Forget that accentuate the positive stuff. This is the gym, where accentuating the negative can earn you stronger muscles.
Negative training, also called eccentric training, focuses on the lowering phase of a weightlifting repetition rather than the lifting phase, explains Donald Chu, Ph.D., P.T., former president of the National Strength and Conditioning Association. "You're actually stronger when doing negatives," says Dr. Chu, "because you can lower more weight than you can lift."

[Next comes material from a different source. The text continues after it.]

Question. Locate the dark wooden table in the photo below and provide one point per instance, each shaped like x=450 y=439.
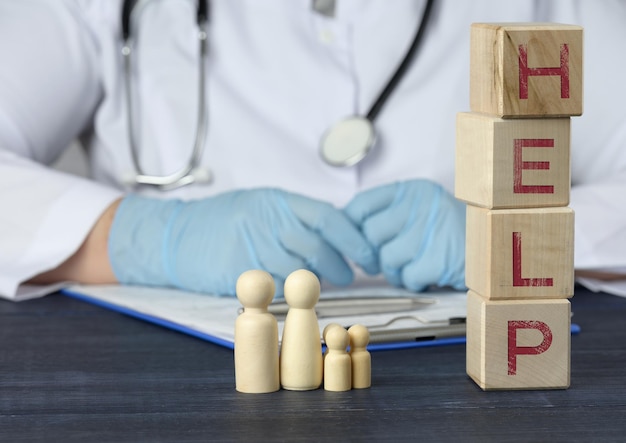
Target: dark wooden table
x=70 y=371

What makes that added power possible? It is believed that more fast-twitch muscle fibers are recruited during eccentric contractions than during concentric contractions (which occur during the lifting phase). Not only do the additional fast-twitch fibers allow you to carry the extra load, but they also tend to respond well to resistance training—more so than slow-twitch fibers—therefore quickly becoming stronger and capable of handling increased weight demands. And the more weight you lift, the more strength you can build.
The downside, says Dr. Chu, is that you will also experience greater muscle soreness with negative training. Due to the fact that fewer muscle fibers overall are recruited in eccentric contractions, the fibers that are involved do more work and take more strain. But don't worry, the resulting stiffness subsides after three or four days and the level of soreness decreases dramatically after the initial exercise bout.
While it may seem a little macho, negative training has particular benefits for women. A recent study published in the journal Medicine & Science in Sports & Exercise found negative training strengthened bones (adjacent to the working muscles) more than standard weightlifting did, which means it can help women—who have a higher risk of osteoporosis—preserve and build bone.
To incorporate negatives into your routine, do your scheduled circuit of weights but minimize the lifting portion. Have a partner help you lift the weight, then lower it on your own. Or, for a double whammy, raise the weight in three counts and lower it in five, suggests Allen Hedrick, strength and conditioning coach the U.S. Air Force Academy. The muscle you gain will be worth the muscle pain.